Apakah Chat GPT Bisa Memberikan Solusi Terhadap Masalah Hubungan?

Nadhifa Arundati 26 Mar 2024

Kisah cinta ini berawal ketika seorang perempuan cantik dan cerdas pindah ke suatu kota untuk memulai masa kuliah. Penampilannya membuat banyak orang terkesima. Usianya masih 21 tahun, maka tak heran kalau masih ada banyak yang ingin ia cari, salah satunya pasangan. Perempuan ini nyatanya menyukai teman kuliah yang juga aktif bermain sepak bola. Mereka duduk bersampingan saat berada di satu kelas, just like a classic rom-com movie. Dalam beberapa minggu berikutnya, mereka berbicara, pergi ke pesta bersama, membantu satu sama lain dengan tugas, dan berbagi rahasia intim.

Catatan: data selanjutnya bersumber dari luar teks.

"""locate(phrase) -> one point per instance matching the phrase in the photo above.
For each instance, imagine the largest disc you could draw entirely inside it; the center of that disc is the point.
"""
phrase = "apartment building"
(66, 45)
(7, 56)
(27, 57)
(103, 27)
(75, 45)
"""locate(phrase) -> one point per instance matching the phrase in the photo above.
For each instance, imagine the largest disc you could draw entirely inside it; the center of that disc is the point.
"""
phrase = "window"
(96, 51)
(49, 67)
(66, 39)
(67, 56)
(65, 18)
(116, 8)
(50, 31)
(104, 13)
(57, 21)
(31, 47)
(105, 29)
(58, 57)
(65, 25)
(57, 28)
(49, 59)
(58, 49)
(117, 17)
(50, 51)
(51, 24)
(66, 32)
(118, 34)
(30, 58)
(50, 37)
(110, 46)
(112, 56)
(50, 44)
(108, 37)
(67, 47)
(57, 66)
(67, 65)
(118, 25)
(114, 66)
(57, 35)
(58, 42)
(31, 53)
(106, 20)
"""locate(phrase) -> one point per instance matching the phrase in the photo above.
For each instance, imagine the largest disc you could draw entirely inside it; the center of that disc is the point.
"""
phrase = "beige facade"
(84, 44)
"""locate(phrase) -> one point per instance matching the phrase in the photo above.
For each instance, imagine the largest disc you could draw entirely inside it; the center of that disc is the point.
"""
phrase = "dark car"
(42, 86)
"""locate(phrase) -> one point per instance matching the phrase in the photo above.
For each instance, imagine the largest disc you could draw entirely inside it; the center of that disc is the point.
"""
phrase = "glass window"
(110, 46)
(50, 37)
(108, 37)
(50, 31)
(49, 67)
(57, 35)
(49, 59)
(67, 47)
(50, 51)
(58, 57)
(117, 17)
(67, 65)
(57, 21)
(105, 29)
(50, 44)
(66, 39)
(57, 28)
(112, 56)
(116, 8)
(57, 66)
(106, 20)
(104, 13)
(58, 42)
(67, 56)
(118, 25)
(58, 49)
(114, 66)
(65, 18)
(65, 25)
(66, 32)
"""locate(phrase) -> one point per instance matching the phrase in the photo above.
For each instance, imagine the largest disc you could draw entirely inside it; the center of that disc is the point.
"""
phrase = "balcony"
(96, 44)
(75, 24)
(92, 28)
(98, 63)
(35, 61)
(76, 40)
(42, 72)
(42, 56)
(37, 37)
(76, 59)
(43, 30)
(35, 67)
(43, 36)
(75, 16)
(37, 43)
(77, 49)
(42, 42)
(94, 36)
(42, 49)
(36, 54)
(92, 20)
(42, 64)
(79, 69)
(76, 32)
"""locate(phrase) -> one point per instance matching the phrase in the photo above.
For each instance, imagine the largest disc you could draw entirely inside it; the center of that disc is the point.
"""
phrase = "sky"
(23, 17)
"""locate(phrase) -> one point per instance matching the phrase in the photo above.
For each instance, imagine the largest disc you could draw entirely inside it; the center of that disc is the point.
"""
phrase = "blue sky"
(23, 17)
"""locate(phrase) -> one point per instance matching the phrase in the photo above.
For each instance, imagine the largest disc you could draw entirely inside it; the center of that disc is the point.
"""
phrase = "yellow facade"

Semuanya berjalan dengan baik sampai pada akhirnya hari yang meresahkan pun hadir...pria yang sudah menjadi pasangannya itu mulai menghindar, memberitahunya bahwa dia sibuk dan sulit untuk saling bertemu. Dalam kepanikan dan kebingungannya, saya bertemu dengan sosok perempuan ini untuk makan siang bersama, sembari mendengarkan keluhannya tentang hubungan. Menceritakan tentang bagaimana dia di-"ghosting" oleh seorang pria yang dia kira mencintainya. Saya pun ingin membantunya untuk menemukan solusi terbaik (andai saja jawaban ini bisa dicari dengan mudah di kolom Google).

Kala itu saya kembali ke rumah, dan berpikir di dalam hati: Bisakah Chat GPT membantu menyelamatkan hubungannya? Bisakah kita mulai mengandalkan Kecerdasan Buatan (AI) lebih dari nurani dan kuantitas emosional kita?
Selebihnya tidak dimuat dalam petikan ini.